In general, you need eggs to make pasta, and I do not eat eggs. You do not, however, definitely need a pasta-maker. My advice would be to try pasta from scratch with some parchment paper and a rolling pin first, and if you dig it, go ahead and invest. The pasta-maker is super fun; it turns dinner prep into an exercise in reminiscing on how great Play-Doh was.
We learned a lot through trial and error. (Mostly Luke learned a lot; I usually complained I had too much work to do while Luke banged out the dough.) The main tips and tricks to know are these:
- In lieu of eggs, we use pumpkin puree. This works great, and it makes me believe that any squash puree would do. Or even bananas, if you wanted dessert pasta. (And who wouldn’t?)
- Most pasta recipes will tell you to use semolina flour. We found that a combination of semolina flour and all purpose is WAY better. Apparently there is a fancy pasta flour that’s JUST FOR PASTA called 00 flour; we don’t have the time or money for that, but if you do, go for it.
- A little wet is better than a little dry, but you ultimately want the texture to be pliable. Seriously, it’s a lot like Play Doh when it’s perfect.

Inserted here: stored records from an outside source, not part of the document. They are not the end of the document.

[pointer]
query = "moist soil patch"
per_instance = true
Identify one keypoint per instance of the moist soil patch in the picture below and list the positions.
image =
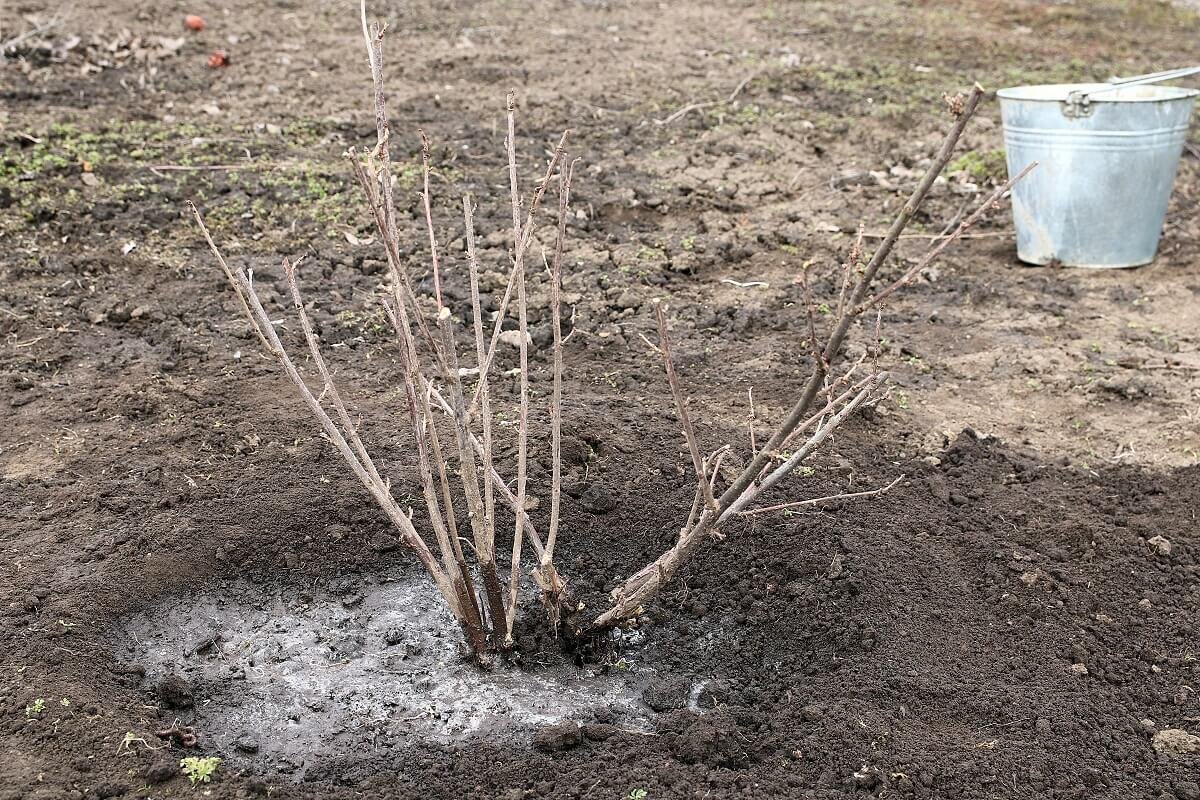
(991, 627)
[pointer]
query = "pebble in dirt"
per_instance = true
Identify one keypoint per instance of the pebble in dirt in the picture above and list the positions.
(281, 677)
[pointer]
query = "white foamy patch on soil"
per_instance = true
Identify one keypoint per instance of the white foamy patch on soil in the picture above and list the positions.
(282, 675)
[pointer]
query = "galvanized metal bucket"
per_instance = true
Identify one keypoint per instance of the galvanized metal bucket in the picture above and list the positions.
(1108, 155)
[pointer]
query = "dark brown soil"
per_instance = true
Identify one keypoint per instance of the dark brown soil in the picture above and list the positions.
(999, 625)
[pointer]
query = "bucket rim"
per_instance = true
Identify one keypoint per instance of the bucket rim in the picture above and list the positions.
(1057, 92)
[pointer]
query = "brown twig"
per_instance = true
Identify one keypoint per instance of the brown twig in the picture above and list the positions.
(648, 581)
(681, 402)
(695, 107)
(781, 506)
(936, 250)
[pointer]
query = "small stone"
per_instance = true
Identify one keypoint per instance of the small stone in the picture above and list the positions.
(666, 695)
(383, 543)
(599, 732)
(1161, 545)
(175, 692)
(513, 338)
(597, 499)
(1175, 741)
(559, 737)
(246, 745)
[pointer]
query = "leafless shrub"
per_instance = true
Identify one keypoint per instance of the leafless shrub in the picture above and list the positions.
(439, 389)
(773, 462)
(433, 382)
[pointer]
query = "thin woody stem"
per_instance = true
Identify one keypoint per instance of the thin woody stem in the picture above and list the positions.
(483, 529)
(556, 398)
(861, 290)
(681, 403)
(814, 501)
(522, 236)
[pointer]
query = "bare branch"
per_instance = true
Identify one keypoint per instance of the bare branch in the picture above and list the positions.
(689, 432)
(781, 506)
(936, 250)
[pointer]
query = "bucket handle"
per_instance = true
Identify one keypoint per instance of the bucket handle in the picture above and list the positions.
(1079, 102)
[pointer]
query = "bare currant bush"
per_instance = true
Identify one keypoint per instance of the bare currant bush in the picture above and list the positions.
(445, 398)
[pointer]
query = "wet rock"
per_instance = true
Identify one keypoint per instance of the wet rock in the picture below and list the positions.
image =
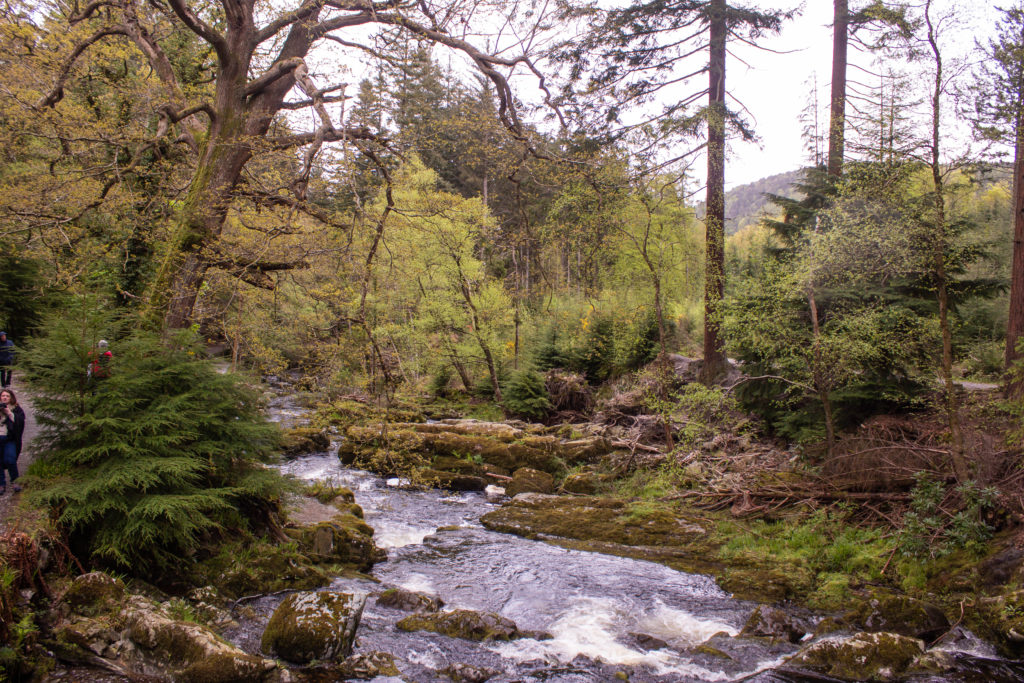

- Integral to know: You don’t cook fresh pasta all at once. We made this tragic error early in the process and it resulted in a brain-like pasta lump that we ate and pretended was normal. You cook like five pieces at a time in boiling water for 2-5 minutes per batch. This takes forever. Nothing that’s good doesn’t take forever. Get used to it.
- If your pasta is too soggy and the texture doesn’t feel firm enough to you, run it under icy cold water for a few seconds; it’ll firm right up.
Pasta is not good for you, and if you are lucky enough to hate it, then it’s difficult to understand why you would make an effort to change. The reason is that you get to love one more thing when you love pasta; and loving food is one of life’s greatest gifts and pleasures. To love pasta is to love a cheap, readily available, saucy food that every person on earth who is romantically pursuing you will someday try to make for you. And you can show them how much better you are when you demonstrate that boxed noodles are for suckers.
*In this gondola fantasy, I am a sexy young Venetian who lives in a perfectly maintained canal-side apartment. Every morning, I hop out of my fluffy bed, eat my fluffy eggs, and leave the apartment to get into a gondola waiting for me outside my door. The handsome gondolier named Vincent wants to tell me how beautiful I am, and how great my drawings are (because I am always just riding around in the gondola doing drawings), but he is too shy. AND THEN ONE DAY —.